Hal itu berkat peran serta Pemerintah Kabupaten Cirebon berkoordinasi dengan Pemerintah Provinsi Jabar serta Polda Jabar yang intens mengurus proses pemulangan Vina.
![]() |
| Vina korban dugaan TPPO berhasil dipulangkan dari Negara China (foto: kabupaten Cirebon) |
Dinas Pengendalian Penduduk, Keluarga Berencana, Pemberdayaan Perempuan dan Perlindungan Anak (DPPKBP3A) Kabupaten Cirebon bersama Dinas Pemberdayaan Perempuan Perlindungan Anak dan Keluarga Berencana (DP2AKB) Jawa Barat serta Polda Jawa Barat terlibat dalam proses penjemputan Vina. di Bandara Internasional Soekarno-Hatta, Jumat (6/3/2026).
Proses penjemputan berlangsung sekitar pukul 13.55 WIB. Perwakilan keluarga Vina juga turut turut hadir untuk mendampingi.
“Vina tiba di Bandara Internasional Soekarno-Hatta sekitar pukul 13.55 WIB setelah melalui proses pemulangan,” kata DPPKBP3A Kabupaten Cirebon Indra Fitriani.
Setelah tiba di Indonesia, lanjut Indra, Vina langsung dibawa ke rumah aman untuk menjalani pemulihan psikologis dan pemeriksaan kesehatan oleh tim dari DP2AKB Provinsi Jawa Barat.

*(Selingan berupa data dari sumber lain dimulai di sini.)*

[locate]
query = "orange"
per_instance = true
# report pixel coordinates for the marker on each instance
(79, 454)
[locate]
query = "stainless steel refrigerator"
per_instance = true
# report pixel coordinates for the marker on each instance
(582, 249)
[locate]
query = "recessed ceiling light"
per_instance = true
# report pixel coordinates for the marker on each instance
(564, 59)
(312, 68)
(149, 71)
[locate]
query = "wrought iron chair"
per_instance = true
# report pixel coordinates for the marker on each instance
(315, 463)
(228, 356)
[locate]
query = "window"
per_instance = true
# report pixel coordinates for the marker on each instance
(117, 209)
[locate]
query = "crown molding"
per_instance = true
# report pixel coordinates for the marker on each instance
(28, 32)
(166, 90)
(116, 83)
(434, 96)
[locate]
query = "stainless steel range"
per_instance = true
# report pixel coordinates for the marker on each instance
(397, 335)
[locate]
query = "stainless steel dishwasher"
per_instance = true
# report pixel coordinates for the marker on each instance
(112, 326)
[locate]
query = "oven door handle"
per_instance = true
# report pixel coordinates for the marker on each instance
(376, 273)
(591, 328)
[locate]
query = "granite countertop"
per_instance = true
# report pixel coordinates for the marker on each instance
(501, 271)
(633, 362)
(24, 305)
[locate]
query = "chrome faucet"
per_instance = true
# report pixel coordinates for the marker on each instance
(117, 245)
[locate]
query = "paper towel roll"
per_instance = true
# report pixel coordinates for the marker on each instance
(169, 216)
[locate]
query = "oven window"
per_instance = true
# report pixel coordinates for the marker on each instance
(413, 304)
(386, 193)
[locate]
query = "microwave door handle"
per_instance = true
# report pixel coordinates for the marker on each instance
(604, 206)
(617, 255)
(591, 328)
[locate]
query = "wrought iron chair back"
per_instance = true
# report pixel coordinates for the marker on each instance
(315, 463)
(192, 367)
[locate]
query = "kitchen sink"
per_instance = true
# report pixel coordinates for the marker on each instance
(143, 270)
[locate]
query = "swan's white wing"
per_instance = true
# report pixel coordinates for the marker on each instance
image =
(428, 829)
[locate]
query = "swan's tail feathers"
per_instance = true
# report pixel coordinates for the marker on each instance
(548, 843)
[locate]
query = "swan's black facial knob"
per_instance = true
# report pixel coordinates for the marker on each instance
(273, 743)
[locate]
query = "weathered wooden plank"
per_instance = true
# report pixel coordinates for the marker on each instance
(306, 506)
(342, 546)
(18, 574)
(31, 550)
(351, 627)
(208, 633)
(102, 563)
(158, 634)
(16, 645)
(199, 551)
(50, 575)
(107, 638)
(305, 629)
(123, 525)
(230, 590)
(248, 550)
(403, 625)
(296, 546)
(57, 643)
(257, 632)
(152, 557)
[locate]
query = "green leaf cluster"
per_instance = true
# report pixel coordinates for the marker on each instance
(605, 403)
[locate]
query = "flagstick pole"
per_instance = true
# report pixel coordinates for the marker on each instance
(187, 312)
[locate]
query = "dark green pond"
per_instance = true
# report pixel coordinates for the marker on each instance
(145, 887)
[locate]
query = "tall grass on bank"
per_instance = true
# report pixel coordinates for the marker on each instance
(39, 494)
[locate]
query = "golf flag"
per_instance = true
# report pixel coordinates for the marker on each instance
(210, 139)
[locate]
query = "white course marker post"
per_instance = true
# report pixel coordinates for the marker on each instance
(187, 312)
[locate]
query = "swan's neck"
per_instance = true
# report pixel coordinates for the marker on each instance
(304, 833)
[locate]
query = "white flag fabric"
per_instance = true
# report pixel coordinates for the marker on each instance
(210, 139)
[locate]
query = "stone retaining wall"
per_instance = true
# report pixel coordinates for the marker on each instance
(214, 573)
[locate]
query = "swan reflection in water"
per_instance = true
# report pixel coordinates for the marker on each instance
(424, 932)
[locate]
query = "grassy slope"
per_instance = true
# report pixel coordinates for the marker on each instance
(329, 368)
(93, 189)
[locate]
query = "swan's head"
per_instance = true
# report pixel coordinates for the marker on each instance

Langkah tersebut dilakukan untuk memastikan kondisi korban pulih sekaligus menindaklanjuti proses penyelidikan terhadap pihak yang diduga terlibat dalam kasus tersebut.
Selain itu, Polda Jabar juga akan melakukan proses hukum terkait dugaan tindak pidana perdagangan orang yang dialami korban.
Kasus Vina ini sebelumnya mencuat setelah video pengakuan Vina beredar di jagat maya.
Vina mengaku menjadi korban dugaan TPPO di China dan memohon bantuan kepada Gubernur Jawa Barat, Dedi Mulyadi agar dapat dipulangkan ke Indonesia.
Pemerintah Kabupaten Cirebon pun langsung merespons dan berkoordinasi dengan Pemerintah Provinsi Jawa Barat dan sejumlah pihak terkait untuk memastikan keselamatan korban serta kelancaran proses pemulangan.
Modus yang diduga digunakan pelaku adalah dengan mendatangi korban dan keluarganya secara langsung. Setelah terjadi kesepakatan, korban kemudian diberangkatkan ke luar negeri.